A footnote: In 1907, the Diamond Mountain Forest Reserve, with boundary changes became the Lassen National Forest. The headquaters was located at Red Bluff.
The town came into existence in 1931 when it became the connecting point of the Great Northern and Western Pacific Railroads. The first name proposed was Big Valley City by Byron S. Greenwood, the promoter of the new town.
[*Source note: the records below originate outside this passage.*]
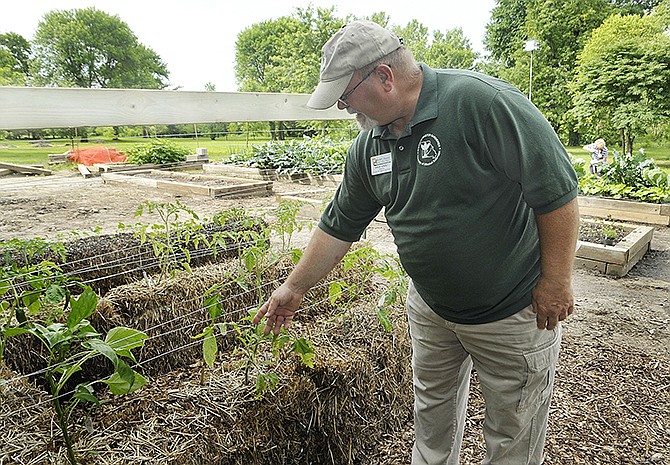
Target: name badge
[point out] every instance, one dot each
(380, 164)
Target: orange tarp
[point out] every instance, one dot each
(91, 155)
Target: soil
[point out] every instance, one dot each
(613, 380)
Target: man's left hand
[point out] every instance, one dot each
(552, 302)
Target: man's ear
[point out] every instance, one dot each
(385, 74)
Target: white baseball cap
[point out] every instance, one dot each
(353, 47)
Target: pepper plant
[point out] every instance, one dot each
(250, 339)
(30, 287)
(70, 345)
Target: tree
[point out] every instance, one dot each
(14, 59)
(451, 49)
(19, 48)
(284, 55)
(90, 48)
(623, 78)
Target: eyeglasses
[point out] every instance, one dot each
(343, 100)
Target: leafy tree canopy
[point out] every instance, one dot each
(19, 48)
(90, 48)
(284, 55)
(623, 79)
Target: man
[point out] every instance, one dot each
(480, 196)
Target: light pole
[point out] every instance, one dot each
(530, 46)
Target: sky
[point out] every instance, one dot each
(196, 38)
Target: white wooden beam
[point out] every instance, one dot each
(46, 107)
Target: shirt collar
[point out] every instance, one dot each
(426, 105)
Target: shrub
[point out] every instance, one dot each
(157, 151)
(315, 156)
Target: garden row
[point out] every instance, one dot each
(171, 315)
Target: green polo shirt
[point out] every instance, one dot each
(460, 189)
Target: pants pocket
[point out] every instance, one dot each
(540, 369)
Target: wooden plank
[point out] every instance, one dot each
(614, 269)
(113, 178)
(588, 264)
(637, 239)
(184, 188)
(625, 215)
(255, 173)
(25, 169)
(603, 253)
(84, 170)
(57, 107)
(616, 204)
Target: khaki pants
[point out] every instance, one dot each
(515, 363)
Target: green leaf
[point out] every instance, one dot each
(55, 294)
(334, 291)
(54, 334)
(383, 317)
(9, 332)
(120, 386)
(81, 308)
(296, 255)
(304, 348)
(213, 306)
(85, 393)
(123, 340)
(209, 348)
(265, 382)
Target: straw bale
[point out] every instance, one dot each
(106, 261)
(336, 412)
(170, 311)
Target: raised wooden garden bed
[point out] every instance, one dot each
(617, 259)
(186, 183)
(625, 210)
(273, 175)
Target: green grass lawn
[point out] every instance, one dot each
(24, 152)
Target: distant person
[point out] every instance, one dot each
(598, 151)
(481, 198)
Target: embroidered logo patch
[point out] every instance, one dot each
(428, 150)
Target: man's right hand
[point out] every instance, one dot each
(279, 309)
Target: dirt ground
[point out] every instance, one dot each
(613, 383)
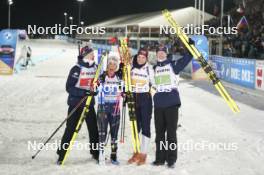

When the Postal Department received Greenwood’s petition for a post office for the town, they denied the name. The Department had adopted a policy against three word names. The Great Northern designated their new station as Bieber, though the town of Bieber was located two miles northeast. It was suggested to call it West Bieber, but that name did not find acceptance and finally the name Nubieber was chosen. On July 4,1931, a patriotic celebration was held. Mrs. A.W. Peterson, President of the Ladies Pioneer Club, gave a brief speech and then introduced Miss Vivian Goddard who christened the townsite of Nubieber by breaking a bottle of wine over the entrance sign. Nubieber, like so many speculative railroad communities, never reached the expectations of its promoters. In 1940, Greenwood traded all his unsold lots, (the vast majority of the town that encompassed 250-acres), along with his adjoining 630-acre ranch, to E.L. Robertson of San Francisco, for a 60-room apartment building in San Francisco.